TACKLING ACUTE HEART ATTACK WITH MULTI-VESSEL DISEASE

 

Acute heart attack or ST-segment elevation myocardial infarction remains the biggest killer on the planet. More people succumb to an acute heart attack in a year than diabetes, hypertension, cancer, or lung disease. Importantly, Covid 19 is certainly not one of the biggest killers.

 

In the event of a heart attack one artery supplying the heart is completely blocked; that is 100% occluded. There are usually 3 coronary arteries supplying blood supply to the heart. The artery that gets totally blocked is termed the culprit artery. 

 

The best treatment for an acute heart attack is to get to the closest hospital with a cath lab at the earliest. Time saved is heart muscle saved. The blocked artery needs treatment with coronary angioplasty and stenting to restore blood flow to the dying cells in the after heart.

 

In some patients another coronary artery may also be blocked, this is the non-culprit artery. It was believed earlier that the union culprit vessel is best left alone during the index procedure. But a large randomized trial, the COMPLETE trial, including more than 4000 patients with acute heart attack showed that opening up both the culprit artery and the non-culprit artery provided significantly better clinical outcomes than treating the culprit vessel alone. The composite of death and myocardial infarction was reduced from 10.5% to 7.8% in a follow-up of 3 years. The COMPLETE Trial was published in the New England Journal of Medicine in September 2019.

The decision to stent the non-culprit vessel was taken if it was blocked 70% or more, and if the blockage ranged between 50% to 69% stenting was done when the fractional flow reserve (FFR) was below 0.80. Usage of FFR in the cath lab confirms whether a 50% to 69% block is actually producing schema in the heart muscle being supplied by the non-culprit vessel.

 

This year another big randomized trial from France that included more than 1100 acute heart patients documented that using FFR for a non-culprit vessel having a 50% to 69% did not provide a clinical advantage over visual appearance during coronary angiography.

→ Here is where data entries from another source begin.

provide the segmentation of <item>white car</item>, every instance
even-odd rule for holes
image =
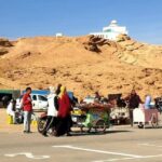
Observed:
[[[16,109],[21,109],[23,106],[23,100],[21,96],[19,98],[16,99]],[[43,95],[40,94],[31,94],[31,99],[32,99],[32,108],[33,110],[45,110],[48,109],[48,98]]]

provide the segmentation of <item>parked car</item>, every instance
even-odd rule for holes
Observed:
[[[21,109],[23,106],[23,95],[16,99],[16,109]],[[48,109],[48,98],[44,95],[31,94],[33,110]]]

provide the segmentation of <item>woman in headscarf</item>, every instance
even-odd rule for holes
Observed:
[[[70,135],[70,111],[71,104],[69,96],[66,92],[66,87],[62,86],[58,96],[58,124],[56,127],[56,136],[64,134]]]

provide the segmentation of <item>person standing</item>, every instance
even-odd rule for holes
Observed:
[[[26,93],[23,96],[23,110],[24,110],[24,133],[30,132],[31,113],[32,113],[32,100],[31,100],[31,87],[26,89]]]
[[[11,99],[10,104],[6,107],[6,113],[13,117],[13,123],[16,124],[16,100]]]
[[[66,87],[60,87],[60,93],[58,97],[58,123],[56,126],[56,136],[60,136],[67,134],[70,135],[70,111],[71,111],[71,104],[69,96],[66,92]]]
[[[138,108],[139,104],[143,104],[143,102],[135,90],[132,90],[131,94],[127,97],[125,97],[125,100],[129,103],[130,121],[131,125],[133,126],[133,110],[135,108]]]
[[[43,129],[42,135],[48,137],[46,133],[51,127],[54,127],[55,131],[56,122],[57,122],[57,113],[58,113],[58,104],[57,104],[57,95],[54,92],[54,87],[50,87],[50,94],[48,96],[48,120],[45,126]]]

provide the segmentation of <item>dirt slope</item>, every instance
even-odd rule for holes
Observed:
[[[5,40],[6,41],[6,40]],[[85,36],[36,37],[0,43],[0,87],[46,89],[65,84],[83,97],[129,93],[162,94],[162,46],[120,36],[118,42]]]

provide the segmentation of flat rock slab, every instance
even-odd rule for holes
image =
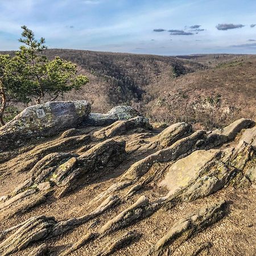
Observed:
[[[86,101],[54,101],[27,108],[0,128],[0,152],[31,138],[54,135],[76,127],[90,112]]]
[[[177,160],[169,168],[160,185],[169,190],[169,195],[187,187],[199,175],[200,171],[214,159],[219,150],[197,150],[188,156]]]
[[[118,120],[128,120],[138,116],[142,115],[130,106],[117,106],[106,114],[90,113],[82,124],[93,126],[106,126]]]

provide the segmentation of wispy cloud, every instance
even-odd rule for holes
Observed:
[[[230,46],[231,47],[256,47],[256,43],[253,43],[252,44],[237,44],[234,46]]]
[[[170,30],[168,32],[170,32],[171,35],[192,35],[193,33],[191,32],[185,32],[184,30]]]
[[[166,30],[164,30],[163,28],[155,28],[153,31],[154,32],[163,32],[165,31]]]
[[[245,27],[245,25],[242,25],[242,24],[233,24],[233,23],[225,23],[225,24],[218,24],[216,26],[216,28],[218,30],[233,30],[234,28],[241,28],[243,27]]]
[[[196,30],[190,30],[191,31],[196,31],[196,32],[202,32],[202,31],[204,31],[205,30],[203,29],[203,28],[197,28]]]
[[[191,29],[196,29],[196,28],[199,28],[201,27],[201,25],[193,25],[193,26],[191,26],[189,27]]]

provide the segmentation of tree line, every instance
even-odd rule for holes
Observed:
[[[43,52],[45,39],[36,40],[26,26],[19,42],[22,44],[14,56],[0,55],[0,125],[4,114],[15,102],[40,104],[44,98],[52,101],[71,90],[77,90],[89,81],[77,74],[77,66],[56,56],[49,60]]]

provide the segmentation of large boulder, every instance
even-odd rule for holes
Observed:
[[[138,116],[142,115],[130,106],[117,106],[106,114],[90,113],[83,124],[93,126],[106,126],[118,120],[128,120]]]
[[[86,101],[53,101],[27,108],[0,128],[0,151],[22,145],[31,138],[54,135],[76,127],[90,112]]]

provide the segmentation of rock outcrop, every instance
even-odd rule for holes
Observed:
[[[142,115],[130,106],[117,106],[106,114],[91,113],[83,122],[84,125],[105,126],[118,120],[128,120]]]
[[[90,112],[86,101],[54,101],[27,108],[0,128],[0,152],[31,138],[49,137],[77,127]]]

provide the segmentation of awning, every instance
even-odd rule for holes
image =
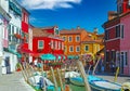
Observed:
[[[42,54],[41,60],[55,61],[56,57],[53,54]]]
[[[15,50],[12,50],[12,49],[4,49],[4,50],[6,50],[8,52],[10,52],[10,53],[13,53],[13,54],[15,54],[15,55],[17,55],[17,57],[20,58],[20,57],[22,57],[22,54],[20,54],[18,52],[16,52]]]
[[[62,56],[60,54],[54,54],[54,56],[56,57],[56,60],[62,60]]]
[[[41,53],[30,53],[30,56],[34,56],[34,57],[40,57]]]

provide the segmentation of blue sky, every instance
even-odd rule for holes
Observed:
[[[88,31],[107,21],[107,12],[116,11],[116,0],[22,0],[30,12],[30,24],[37,27],[57,25],[60,29],[80,26]]]

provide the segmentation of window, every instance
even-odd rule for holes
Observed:
[[[123,62],[121,64],[126,66],[128,65],[128,53],[127,52],[121,52],[121,61]]]
[[[67,47],[66,46],[64,47],[64,52],[67,52]]]
[[[64,50],[64,42],[62,42],[62,50]]]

The reason may be that in the setting of an acute heart attack FFR may be underestimating the physiological ramifications of a blocked artery.

 

Hence currently the take-home message should be that stenting of both the culprit vessel and the non-culprit vessel should be done either in the same hospital setting or within one and a half months of the heart attack if the non-culprit artery is 70% or more blocked regardless of ischemia.

 

 But in case the non-culprit vessel has a block of 50% to 69% the patients should be assessed for ischemia by FFR after a month of the index procedure. In case there is a block in the non-culprit artery of less than 50%, treatment is medical management by pills.

 

Crucially the patient must get to the closest heart hospital as quickly as possible.